CPLT 673 Golden Age Theater

The development and apogee of the Spanish comedia, as well as contemporary minor subgenres such as the auto sacramental and the entremés. Exploration of how the theater synthesizes post-Garcilaso lyric, the commedia dell’arte, renaissance epic, the romancero, Spanish history, and the European renaissance literary tradition. Works by Cervantes, Lope de Vega, Tirso de Molina, Guillén de Castro, Mira de Amescua, Juan Ruiz de Alarcón, Luis Quiñones de Benavente, Pedro Calderón de la Barca, and Sor Juana Inés de la Cruz. Comparison with English and French theater is encouraged.

Course Type: Graduate
Term: Spring 2020
Day/Time: Tuesday & Thursday, 1:00p.m. - 2:15p.m.

CPLT 675 El Quijote en español

A detailed and contextualized reading of Cervantes’s masterpiece conducted entirely in Spanish.
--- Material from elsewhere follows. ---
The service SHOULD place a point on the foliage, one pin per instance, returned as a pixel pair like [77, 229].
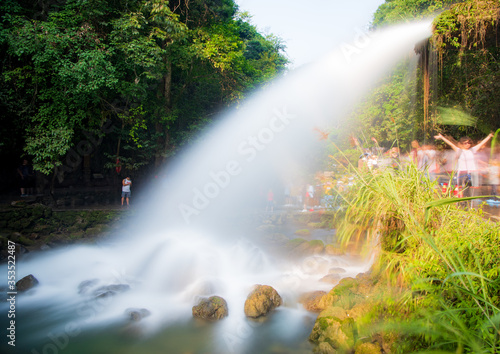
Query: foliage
[159, 70]
[397, 11]
[444, 258]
The study of this iconic text familiarizes students with its literary and cultural values and Cervantes’s language.

Course Type: Graduate
Term: Spring 2020
Day/Time: Tuesday & Thursday, 2:30p.m. - 3:45p.m.
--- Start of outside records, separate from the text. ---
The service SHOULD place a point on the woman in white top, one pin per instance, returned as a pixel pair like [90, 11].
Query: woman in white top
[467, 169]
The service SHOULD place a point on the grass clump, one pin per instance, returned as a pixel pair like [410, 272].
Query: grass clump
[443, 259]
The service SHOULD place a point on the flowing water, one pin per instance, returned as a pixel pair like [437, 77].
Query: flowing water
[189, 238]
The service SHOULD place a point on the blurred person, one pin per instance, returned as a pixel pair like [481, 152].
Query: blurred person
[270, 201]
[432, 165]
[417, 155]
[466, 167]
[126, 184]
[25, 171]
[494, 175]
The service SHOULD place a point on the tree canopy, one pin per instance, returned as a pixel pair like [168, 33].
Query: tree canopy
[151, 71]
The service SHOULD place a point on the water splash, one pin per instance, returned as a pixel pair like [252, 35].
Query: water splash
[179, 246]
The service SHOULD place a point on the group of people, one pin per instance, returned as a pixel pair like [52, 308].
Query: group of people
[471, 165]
CPLT 677 The Performing Arts in Twentieth-Century Russia

The course covers ballet, opera, theater, mass spectacle, and film, as well as theory of the performing arts, including selections from the writings of some of the most famous Russian directors and choreographers, such as Constantine Stanislavsky, Vsevolod Meyerhold, and Michel Fokine. It also includes their major productions and some of the most important Russian plays of the twentieth century (e.g., by Anton Chekhov, Vladimir Mayakovsky, Mikhail Bulgakov) and works by contemporary dramatists. All readings are available in both English and Russian.

No knowledge of Russian required. Students taking the course for credit in Comparative Literature can write their papers on texts in other languages.

Course Type: Graduate
Term: Spring 2021

CPLT 677: The Performing Arts in Twentieth-Century Russia

Covers ballet, opera, theater, mass spectacle, and film. Theory of the performing arts, including selections from the writings of some of the most famous Russian directors, such as Stanislavsky, Meyerhold, Eisenstein, and Balanchine. Their major productions and some of the major Russian plays of the twentieth century (e.g., by Chekhov, Mayakovsky, Bulgakov, and contemporary dramatists).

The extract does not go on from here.